Minister for Gender, Social Welfare, and Religious Affairs Martha Nyamal said her ministry had been campaigning for gender balance and respect for human rights.
"...All human beings have the opportunity to social services delivery, equal representation in politics and ... in civil society groups, where women and the children are believed to be the top layers of the communities' existence," said Minister Nyamal.
In Khartoum on 9 December, civil society, members of the government and the UN family marked the day at Friendship Hall with screenings of videos, a reading of the UN Secretary-General's message by Advisory Council for Human Right representative Mahmoud Digdig and a symposium.
"Laws to protect and promote human rights are indispensable. But quite often, progress comes down to people (...) striving to protect their own rights and the rights of others... determined to make rights real in people's lives," Mr. Digdig said, reading Ban Ki-moon's message.

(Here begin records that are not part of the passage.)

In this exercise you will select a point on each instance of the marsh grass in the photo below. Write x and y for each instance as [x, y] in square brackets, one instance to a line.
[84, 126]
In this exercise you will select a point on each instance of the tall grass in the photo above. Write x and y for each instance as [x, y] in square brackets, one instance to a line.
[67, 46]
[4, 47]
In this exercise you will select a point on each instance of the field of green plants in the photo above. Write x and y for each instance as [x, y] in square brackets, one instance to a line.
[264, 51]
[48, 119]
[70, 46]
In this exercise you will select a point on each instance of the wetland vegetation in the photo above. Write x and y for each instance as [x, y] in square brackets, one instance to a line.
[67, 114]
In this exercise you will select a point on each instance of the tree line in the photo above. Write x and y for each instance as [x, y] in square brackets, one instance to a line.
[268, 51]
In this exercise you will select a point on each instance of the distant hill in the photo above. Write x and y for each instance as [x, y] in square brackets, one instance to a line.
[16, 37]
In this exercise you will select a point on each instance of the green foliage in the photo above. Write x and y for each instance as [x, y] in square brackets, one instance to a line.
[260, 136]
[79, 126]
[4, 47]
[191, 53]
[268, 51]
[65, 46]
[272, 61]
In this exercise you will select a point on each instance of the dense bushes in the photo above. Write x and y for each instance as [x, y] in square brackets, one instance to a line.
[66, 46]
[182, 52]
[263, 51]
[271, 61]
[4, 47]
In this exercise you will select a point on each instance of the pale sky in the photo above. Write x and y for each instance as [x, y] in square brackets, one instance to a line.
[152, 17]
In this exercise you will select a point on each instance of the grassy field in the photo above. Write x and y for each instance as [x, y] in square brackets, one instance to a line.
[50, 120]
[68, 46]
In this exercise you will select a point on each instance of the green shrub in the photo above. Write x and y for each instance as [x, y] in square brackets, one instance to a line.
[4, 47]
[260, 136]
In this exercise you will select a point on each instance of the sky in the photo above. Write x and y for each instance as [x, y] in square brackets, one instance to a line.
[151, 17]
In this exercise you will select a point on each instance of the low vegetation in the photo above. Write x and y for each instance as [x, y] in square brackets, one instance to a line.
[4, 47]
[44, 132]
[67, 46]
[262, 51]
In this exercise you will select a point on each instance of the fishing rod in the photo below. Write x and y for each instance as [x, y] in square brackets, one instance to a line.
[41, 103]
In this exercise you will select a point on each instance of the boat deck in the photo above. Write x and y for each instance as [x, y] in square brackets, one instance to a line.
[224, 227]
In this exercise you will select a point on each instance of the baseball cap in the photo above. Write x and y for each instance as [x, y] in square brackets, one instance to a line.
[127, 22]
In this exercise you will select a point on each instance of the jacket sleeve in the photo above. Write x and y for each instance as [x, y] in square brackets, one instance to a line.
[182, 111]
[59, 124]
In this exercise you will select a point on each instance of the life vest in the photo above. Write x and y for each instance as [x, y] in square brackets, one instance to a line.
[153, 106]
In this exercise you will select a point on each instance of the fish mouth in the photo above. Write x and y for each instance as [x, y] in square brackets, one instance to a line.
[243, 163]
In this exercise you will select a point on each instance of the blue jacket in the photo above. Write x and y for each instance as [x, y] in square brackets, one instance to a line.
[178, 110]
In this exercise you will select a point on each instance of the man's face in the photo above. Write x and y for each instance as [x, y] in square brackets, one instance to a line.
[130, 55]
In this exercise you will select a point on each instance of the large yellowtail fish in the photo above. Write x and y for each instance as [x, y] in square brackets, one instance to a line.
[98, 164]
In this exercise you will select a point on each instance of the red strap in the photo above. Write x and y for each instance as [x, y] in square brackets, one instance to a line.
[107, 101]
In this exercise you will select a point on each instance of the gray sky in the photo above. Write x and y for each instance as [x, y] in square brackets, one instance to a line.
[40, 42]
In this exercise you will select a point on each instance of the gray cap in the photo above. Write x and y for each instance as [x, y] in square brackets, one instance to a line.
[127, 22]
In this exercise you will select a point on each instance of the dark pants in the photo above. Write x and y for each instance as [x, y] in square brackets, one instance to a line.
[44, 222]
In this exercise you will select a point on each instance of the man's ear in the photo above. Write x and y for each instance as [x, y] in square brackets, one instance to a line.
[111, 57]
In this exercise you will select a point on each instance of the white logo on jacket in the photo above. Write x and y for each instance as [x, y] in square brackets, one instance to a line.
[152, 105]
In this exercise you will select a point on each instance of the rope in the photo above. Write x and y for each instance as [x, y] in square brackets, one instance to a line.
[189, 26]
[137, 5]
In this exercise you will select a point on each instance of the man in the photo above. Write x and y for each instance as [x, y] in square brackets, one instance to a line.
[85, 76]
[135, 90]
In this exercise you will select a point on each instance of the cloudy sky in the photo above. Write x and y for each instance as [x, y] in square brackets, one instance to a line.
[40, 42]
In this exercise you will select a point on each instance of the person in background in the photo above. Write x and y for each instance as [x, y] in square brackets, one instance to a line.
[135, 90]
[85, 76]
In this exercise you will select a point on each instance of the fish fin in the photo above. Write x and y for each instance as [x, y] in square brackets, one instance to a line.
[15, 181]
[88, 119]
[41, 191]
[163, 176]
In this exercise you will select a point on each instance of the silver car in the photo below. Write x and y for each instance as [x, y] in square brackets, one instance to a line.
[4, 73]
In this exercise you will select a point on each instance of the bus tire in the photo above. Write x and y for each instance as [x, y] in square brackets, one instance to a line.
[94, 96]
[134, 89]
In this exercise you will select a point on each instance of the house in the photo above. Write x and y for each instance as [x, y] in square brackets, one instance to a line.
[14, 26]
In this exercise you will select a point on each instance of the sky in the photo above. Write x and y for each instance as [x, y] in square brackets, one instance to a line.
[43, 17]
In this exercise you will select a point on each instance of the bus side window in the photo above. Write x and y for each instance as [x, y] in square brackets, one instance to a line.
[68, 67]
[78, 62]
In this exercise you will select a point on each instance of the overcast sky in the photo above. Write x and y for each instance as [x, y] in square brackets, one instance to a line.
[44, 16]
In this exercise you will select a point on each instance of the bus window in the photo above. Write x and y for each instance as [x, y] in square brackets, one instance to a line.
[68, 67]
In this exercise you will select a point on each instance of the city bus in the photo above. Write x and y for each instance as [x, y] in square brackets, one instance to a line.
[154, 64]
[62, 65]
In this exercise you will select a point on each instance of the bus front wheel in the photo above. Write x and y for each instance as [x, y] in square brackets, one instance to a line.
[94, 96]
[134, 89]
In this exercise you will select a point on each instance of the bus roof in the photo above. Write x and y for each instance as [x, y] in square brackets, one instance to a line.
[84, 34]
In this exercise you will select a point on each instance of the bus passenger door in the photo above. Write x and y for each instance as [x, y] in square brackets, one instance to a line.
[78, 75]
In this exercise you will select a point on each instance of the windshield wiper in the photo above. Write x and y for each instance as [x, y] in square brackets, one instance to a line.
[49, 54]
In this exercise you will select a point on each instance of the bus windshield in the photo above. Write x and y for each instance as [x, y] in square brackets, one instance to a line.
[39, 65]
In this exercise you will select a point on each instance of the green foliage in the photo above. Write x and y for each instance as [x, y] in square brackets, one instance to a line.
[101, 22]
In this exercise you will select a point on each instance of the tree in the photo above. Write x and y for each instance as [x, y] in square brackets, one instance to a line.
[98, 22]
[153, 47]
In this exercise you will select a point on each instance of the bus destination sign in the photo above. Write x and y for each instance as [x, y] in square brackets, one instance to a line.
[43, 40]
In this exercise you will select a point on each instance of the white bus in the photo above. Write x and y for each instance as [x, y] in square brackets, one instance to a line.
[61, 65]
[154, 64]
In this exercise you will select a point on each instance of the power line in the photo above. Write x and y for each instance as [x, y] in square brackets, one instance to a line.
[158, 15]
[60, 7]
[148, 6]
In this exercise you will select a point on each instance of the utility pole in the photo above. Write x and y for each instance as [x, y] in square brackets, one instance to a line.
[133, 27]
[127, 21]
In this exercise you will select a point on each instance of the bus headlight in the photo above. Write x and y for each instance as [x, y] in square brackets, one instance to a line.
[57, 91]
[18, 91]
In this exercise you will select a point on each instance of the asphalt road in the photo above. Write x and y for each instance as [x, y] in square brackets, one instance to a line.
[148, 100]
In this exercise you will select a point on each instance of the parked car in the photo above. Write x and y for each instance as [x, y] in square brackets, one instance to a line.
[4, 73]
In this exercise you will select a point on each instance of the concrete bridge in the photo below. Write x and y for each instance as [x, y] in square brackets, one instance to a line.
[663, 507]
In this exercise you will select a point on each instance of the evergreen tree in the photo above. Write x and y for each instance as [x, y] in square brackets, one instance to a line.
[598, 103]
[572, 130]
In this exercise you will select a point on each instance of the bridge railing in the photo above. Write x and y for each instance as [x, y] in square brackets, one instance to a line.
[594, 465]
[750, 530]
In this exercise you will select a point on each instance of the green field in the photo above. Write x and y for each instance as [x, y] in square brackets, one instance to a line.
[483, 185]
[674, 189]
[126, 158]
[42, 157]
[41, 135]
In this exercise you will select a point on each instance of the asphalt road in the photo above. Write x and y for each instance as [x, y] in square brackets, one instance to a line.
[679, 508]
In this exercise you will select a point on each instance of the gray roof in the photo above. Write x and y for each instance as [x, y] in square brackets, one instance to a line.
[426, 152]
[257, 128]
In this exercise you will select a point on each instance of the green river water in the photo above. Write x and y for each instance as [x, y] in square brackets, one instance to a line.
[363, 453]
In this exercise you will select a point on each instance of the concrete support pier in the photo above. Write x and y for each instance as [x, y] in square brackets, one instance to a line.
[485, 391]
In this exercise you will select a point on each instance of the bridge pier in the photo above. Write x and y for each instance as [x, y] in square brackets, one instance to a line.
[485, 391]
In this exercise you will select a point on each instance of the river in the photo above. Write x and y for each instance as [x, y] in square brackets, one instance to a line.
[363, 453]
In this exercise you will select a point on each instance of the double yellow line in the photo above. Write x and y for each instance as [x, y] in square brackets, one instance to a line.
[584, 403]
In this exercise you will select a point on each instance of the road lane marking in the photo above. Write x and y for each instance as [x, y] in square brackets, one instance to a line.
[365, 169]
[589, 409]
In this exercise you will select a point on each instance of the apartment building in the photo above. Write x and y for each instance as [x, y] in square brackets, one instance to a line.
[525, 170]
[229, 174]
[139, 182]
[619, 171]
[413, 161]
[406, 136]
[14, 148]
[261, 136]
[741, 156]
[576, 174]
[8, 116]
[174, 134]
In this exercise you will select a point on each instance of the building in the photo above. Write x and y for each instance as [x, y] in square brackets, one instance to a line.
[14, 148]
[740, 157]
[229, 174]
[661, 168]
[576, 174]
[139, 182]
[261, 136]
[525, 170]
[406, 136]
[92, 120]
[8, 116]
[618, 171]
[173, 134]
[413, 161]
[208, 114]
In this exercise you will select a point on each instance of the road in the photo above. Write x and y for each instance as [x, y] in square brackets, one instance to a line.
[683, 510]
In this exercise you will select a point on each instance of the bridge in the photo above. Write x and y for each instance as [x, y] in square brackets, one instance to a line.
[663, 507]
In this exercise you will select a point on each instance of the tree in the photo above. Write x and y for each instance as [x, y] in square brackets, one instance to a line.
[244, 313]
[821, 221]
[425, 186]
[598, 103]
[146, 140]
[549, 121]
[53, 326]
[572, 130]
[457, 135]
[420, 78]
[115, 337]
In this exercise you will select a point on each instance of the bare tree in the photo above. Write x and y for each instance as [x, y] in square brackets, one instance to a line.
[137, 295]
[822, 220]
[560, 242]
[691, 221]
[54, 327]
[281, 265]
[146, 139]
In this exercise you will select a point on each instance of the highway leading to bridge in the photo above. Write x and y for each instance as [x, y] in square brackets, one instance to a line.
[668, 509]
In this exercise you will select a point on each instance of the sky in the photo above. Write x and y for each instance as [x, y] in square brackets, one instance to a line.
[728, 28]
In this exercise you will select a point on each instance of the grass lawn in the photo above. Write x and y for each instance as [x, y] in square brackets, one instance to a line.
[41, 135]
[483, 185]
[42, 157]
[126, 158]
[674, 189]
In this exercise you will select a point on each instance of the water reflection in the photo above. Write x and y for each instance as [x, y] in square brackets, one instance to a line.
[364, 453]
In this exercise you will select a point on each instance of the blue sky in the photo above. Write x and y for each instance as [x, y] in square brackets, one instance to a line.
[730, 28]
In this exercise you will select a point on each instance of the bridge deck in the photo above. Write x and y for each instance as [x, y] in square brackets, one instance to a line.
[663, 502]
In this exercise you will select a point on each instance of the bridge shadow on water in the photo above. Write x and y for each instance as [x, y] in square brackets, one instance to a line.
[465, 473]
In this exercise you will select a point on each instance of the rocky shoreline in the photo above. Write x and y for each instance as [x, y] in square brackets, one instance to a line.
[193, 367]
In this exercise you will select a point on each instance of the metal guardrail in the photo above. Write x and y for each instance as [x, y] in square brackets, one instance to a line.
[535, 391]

Human rights defenders, who "investigate violations and help victims gain justice and support" were remembered, and issues of discrimination were raised during the symposium on "Discrimination in Sudan; strategies to embrace diversity and stop discrimination".
Discrimination exists in all societies, symposium panel speaker Samia Al Hashmi said, emphasizing the importance of awareness raising about general human rights.
Ms. Shashmi and other speakers noted that a national human rights commission needed to be established and functioning in Sudan (as called for by the Comprehensive Peace Agreement and Interim Constitution) for the protection of citizen's rights.
The formal Khartoum programme was followed by a concert performed by a popular Sudanese band in Omdurman.
The Khartoum event was organized by UNMIS Human Rights section in collaboration with the Government's Advisory Council on Human Rights, as were street parades in Abyei, Ed Damazin (Blue Nile State) and Kadugli (Southern Kordofan State) to celebrate the day.